Health IT vendors wishing to partner with electronic health records giant Epic Systems should understand that the closely held, Verona, Wis.-based company does things differently than many of its competitors.
Epic does not purchase any other development nor does it embed others’ software into its systems. It does not have third-party resellers, either, in part because Epic’s architecture is complex. “We are not looking to outsource any work,” Epic Vendor Relations Specialist Tim Thompson said this month at the first-ever Start Me Up Emerging Healthcare IT Meetup Day, a precursor to the 11th annual WTN Media Digital Health Conference in Madison.
In fact, “partner” means something different at Epic than entrepreneurs might be used to. Epic’s partners are its customers. “They are the only partners that we have,” Thompson said. He explained that corporate partnerships can get in the way of customer relationships, so Epic does not have that kind of partnership.
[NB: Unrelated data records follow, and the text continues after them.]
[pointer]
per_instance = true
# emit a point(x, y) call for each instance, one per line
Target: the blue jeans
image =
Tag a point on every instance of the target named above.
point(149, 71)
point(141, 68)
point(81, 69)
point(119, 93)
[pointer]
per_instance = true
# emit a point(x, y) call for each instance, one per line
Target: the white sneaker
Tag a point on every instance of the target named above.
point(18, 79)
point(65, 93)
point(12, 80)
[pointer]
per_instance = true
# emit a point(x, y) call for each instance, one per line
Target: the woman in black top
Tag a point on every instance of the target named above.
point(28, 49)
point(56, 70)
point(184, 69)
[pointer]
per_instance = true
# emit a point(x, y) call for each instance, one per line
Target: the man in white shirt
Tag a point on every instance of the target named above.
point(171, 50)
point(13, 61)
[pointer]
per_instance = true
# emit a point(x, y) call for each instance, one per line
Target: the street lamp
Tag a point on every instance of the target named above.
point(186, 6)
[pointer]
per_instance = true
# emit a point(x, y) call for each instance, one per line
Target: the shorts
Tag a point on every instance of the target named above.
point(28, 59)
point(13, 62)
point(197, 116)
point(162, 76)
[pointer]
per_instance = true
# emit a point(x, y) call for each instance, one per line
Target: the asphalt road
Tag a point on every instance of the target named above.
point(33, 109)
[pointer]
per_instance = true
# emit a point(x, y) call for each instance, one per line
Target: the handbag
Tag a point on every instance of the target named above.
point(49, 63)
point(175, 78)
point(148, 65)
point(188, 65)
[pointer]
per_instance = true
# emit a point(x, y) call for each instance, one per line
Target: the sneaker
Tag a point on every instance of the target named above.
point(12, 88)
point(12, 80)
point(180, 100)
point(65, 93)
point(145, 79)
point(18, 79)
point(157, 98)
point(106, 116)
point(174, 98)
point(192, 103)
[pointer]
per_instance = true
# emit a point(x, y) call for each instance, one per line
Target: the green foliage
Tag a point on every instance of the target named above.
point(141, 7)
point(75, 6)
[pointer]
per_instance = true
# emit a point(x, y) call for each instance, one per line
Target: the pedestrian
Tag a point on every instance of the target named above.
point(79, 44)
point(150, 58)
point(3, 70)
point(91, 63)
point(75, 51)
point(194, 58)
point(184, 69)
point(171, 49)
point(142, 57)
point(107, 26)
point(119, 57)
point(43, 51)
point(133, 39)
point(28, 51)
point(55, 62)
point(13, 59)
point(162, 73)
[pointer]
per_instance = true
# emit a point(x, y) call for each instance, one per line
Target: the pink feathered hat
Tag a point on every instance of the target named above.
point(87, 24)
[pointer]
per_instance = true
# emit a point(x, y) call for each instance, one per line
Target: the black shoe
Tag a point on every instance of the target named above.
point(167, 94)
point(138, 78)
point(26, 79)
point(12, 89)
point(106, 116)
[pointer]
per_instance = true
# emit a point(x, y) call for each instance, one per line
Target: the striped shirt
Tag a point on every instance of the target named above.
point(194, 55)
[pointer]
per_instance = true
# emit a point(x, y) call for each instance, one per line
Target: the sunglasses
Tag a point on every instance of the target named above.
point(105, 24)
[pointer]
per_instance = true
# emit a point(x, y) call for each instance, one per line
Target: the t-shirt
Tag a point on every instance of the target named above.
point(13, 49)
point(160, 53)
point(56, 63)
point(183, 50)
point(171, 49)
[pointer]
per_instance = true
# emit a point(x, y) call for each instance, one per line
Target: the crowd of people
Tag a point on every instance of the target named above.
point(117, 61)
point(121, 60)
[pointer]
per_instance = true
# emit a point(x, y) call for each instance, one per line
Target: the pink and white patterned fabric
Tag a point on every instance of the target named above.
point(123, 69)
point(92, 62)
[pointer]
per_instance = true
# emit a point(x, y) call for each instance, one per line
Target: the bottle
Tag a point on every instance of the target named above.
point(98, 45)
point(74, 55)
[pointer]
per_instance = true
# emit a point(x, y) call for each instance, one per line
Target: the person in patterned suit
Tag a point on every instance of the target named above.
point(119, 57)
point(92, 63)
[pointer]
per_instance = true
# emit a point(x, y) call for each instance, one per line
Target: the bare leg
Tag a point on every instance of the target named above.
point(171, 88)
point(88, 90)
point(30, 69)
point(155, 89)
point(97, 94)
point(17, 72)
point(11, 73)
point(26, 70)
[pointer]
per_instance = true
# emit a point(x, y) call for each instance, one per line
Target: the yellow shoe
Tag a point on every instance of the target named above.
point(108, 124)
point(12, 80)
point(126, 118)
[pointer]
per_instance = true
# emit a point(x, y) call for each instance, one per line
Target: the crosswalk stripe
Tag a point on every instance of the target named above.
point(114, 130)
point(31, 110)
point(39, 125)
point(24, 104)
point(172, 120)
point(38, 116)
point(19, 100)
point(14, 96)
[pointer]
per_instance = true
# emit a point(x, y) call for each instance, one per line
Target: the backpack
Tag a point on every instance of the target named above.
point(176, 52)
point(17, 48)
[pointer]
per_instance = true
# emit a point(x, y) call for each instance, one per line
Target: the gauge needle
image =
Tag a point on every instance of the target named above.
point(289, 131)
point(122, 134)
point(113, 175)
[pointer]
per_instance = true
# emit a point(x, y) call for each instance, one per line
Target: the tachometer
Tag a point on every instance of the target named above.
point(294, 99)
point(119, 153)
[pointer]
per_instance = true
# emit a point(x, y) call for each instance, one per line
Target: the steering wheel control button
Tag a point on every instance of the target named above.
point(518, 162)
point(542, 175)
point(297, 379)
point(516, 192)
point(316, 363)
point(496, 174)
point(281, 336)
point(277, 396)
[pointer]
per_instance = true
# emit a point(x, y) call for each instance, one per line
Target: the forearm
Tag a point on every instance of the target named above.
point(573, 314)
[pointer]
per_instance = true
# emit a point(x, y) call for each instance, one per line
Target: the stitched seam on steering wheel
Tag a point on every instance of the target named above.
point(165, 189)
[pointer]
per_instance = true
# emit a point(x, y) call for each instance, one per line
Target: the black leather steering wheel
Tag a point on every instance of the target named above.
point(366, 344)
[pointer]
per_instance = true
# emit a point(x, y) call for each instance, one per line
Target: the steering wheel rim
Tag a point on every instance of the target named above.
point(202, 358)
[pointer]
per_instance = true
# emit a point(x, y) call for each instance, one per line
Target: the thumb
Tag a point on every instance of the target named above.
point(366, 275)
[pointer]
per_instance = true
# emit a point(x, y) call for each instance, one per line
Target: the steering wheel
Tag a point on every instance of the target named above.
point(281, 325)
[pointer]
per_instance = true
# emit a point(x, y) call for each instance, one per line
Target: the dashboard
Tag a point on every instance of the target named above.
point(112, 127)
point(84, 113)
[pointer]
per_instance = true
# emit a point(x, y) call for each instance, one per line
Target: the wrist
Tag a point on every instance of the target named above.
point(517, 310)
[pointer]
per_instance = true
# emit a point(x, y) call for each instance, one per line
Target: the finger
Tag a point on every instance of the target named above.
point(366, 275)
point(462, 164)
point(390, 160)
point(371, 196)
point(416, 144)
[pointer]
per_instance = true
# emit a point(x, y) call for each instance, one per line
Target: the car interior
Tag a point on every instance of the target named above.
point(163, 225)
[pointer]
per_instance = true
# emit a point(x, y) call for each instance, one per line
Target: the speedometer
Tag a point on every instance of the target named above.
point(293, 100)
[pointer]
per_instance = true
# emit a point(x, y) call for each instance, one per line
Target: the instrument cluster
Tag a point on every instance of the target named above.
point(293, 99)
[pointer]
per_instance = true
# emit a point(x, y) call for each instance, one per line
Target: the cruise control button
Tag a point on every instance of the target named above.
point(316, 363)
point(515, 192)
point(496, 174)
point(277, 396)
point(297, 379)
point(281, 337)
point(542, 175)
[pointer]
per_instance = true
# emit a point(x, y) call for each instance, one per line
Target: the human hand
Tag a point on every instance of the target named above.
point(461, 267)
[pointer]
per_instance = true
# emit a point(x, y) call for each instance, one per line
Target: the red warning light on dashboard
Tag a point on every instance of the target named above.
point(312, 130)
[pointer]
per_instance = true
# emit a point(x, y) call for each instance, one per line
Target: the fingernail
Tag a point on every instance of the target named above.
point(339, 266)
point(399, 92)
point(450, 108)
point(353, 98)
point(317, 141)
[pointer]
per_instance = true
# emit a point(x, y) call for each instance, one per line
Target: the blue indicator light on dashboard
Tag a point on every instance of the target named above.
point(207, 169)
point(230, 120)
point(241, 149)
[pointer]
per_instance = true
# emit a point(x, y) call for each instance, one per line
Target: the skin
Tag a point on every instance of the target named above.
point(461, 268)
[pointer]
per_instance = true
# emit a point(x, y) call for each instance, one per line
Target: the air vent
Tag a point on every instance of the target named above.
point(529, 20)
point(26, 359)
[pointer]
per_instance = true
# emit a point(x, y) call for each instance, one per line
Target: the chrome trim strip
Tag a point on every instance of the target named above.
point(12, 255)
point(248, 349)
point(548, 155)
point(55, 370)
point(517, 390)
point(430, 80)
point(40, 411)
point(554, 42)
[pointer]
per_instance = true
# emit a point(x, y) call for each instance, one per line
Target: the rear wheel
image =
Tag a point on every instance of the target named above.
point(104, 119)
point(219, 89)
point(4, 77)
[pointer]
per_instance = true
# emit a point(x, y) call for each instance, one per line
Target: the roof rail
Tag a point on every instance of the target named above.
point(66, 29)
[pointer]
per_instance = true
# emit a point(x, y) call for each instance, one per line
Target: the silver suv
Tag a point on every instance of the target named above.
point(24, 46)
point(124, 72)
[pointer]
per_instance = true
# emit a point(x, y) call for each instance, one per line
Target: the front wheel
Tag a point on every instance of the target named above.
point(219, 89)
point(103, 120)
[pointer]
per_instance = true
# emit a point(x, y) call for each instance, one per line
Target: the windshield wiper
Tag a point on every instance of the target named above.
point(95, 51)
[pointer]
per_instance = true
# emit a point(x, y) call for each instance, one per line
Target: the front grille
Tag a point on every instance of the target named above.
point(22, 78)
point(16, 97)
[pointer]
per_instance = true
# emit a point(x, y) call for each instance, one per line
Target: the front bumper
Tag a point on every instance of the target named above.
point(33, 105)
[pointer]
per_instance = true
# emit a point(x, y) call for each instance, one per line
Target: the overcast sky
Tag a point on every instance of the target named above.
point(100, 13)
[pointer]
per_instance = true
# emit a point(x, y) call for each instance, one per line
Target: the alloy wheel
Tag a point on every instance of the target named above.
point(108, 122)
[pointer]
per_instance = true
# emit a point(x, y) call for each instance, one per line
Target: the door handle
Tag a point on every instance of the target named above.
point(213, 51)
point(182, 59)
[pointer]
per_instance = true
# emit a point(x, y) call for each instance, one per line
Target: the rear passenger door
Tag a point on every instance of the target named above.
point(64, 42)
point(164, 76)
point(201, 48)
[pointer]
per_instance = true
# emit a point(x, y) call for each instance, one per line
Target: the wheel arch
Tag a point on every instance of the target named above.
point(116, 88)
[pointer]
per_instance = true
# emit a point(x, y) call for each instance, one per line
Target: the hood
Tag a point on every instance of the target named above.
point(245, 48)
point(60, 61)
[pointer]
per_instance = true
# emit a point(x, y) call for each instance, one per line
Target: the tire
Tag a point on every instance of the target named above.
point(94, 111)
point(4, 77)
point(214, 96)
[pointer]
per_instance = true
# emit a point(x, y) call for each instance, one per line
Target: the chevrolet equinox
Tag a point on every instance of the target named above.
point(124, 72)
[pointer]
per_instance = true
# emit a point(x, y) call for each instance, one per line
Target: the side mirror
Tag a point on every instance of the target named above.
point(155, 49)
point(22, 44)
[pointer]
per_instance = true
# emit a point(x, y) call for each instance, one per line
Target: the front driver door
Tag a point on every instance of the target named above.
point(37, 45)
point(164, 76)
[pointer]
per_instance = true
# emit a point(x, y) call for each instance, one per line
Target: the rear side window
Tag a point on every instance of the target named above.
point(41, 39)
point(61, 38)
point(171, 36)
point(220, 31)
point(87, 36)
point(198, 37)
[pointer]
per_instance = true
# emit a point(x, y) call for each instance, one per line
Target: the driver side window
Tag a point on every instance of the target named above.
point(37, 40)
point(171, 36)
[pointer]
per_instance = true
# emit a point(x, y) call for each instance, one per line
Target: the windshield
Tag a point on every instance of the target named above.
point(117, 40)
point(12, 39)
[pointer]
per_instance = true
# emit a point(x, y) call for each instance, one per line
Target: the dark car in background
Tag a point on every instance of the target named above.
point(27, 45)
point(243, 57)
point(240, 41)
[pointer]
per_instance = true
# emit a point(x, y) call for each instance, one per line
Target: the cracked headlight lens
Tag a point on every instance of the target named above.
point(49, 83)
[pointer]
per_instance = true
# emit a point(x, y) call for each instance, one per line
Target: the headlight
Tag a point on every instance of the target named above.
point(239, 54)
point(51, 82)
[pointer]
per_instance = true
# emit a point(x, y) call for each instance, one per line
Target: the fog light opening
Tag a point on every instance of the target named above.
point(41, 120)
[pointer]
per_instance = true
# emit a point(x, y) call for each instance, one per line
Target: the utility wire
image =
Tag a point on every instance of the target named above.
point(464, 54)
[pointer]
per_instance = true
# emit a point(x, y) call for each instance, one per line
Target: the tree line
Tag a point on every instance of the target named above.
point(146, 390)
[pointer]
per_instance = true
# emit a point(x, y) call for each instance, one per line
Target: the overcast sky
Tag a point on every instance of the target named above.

“The big reason why aren’t purchasers of technology and we don’t go out and buy other people’s products is that we have confidence that we have the vision and we have the customer input and we have the source [code] and the history to be able to find the solutions ourselves,” Thompson said. “Maybe it’s ego, maybe it’s history,” he added, then suggested it might be a bit of both.
What Epic will do with third-party vendors is interface with their technology – but only if it makes sense for Epic customers and only if the other vendors follow established industry standards.
“Your best path to selling to this large customer pool is to develop to standards and sell your solution to them, not to us,” Thompson said, noting that Epic currently has 294 healthcare organizations as customers, about 280,000 physician users and records on 147 million to 180 million people. “If you are trying to make a sale, sell to your customer. Your customers are the same as ours. Sell to them,” Thompson advised the entrepreneurs in the audience.
“We are all about supporting our customers. That’s our goal. We are partners with vendors on behalf of our customers, and we should not think of each other as partners in a traditional corporate sense,” said Thompson, a nine-year veteran of Epic who actually was making his first presentation to any health IT conference.
“What we should think of each other as are partners in a way that we can do the best for the customers that serve the patients that need the help. That’s our goal. We serve customers so they can serve their patients,” he added.
Epic’s policy in working with other vendors is that it’s agnostic, according to Thompson. This provides healthcare organizations and entrepreneurs the freedom to innovate, he said – and potentially offers them access to Epic’s huge customer base.
“If they’re developing to standards, we can easily adopt those things and make that available not only to that [first] customer, but to all of our customers,” according to Thompson. “It makes it easier for you to sell. It makes it easier for us to integrate. It makes it easier for the customers to use and to support.”
He called the framework for health data exchange, integration, sharing and retrieval developed by Health Level Seven International (HL7) Epic’s “favorite standards.”
Thompson said Epic regularly reaches out to its customers to let them know what new technology might be available for them, and that Epic has a “huge amount” of APIs and Web services that may be able to health systems better care for patients. “But they’re not necessarily a perfect fit for every vendor, every time, which is why we need this to be an individual relationship and a conversation between a vendor, between us and between our customers to make sure that these differences are nullified,” Thompson said.
Still, this may not be enough to satisfy some developers out there, as Epic CEO Judith Faulkner heard a day later during the main Digital Health Conference. One attendee, Dr. Scott Jens, CEO of Health Innovation Technologies, maker of the optometry-specific RevolutionEHR, expressed frustration with trying to integrate his product with enterprise systems such as those from Epic, Cerner, GE Healthcare, Meditech and Siemens, and called on Epic to release its source code to the programming community.
Faulkner said Epic does provide its code to customers and will train its customers’ programmers on building interfaces and applications. “What we don’t do is open it to vendors because they don’t have special relationships with us,” Faulkner said.
According to Thompson, Faulkner is not the one to go to about outside software development anyway. When one vendor in attendance asked about getting even 10 minutes with Faulkner, Thompson said that his boss would delegate the responsibility to him anyway. “Believe me, 10 minutes of time with Judy will result in her saying, ‘Have you met Tim?'” Thompson said.
“It really doesn’t matter, the scope, the size, the number of places you’re doing business, how incredible your product is,” Thompson said. “Judy is not going to listen because she is focused on our customers, always, always, always.”
Thompson also noted that he frequently gets asked if Epic has a software development kit. “If you’re developing to standards and those standards are very well-defined, there’s no need for SDKs,” he said. “There is no need for us to look at your code, or you to look into ours. What we need to do is if we don’t have an API that works, if we don’t have an interface that’s already existing, we need to make one.”
He also emphasized that Epic frowns on custom-built software. “Custom code hurts. It’s hard to maintain. It’s hard to build on top of. It’s hard to upgrade customers to your new versions and their dependent on code that’s 10 years old and was written just to get one job done once. Standards are what it’s all about, and communicating directly with your customers is the key,” Thompson advised.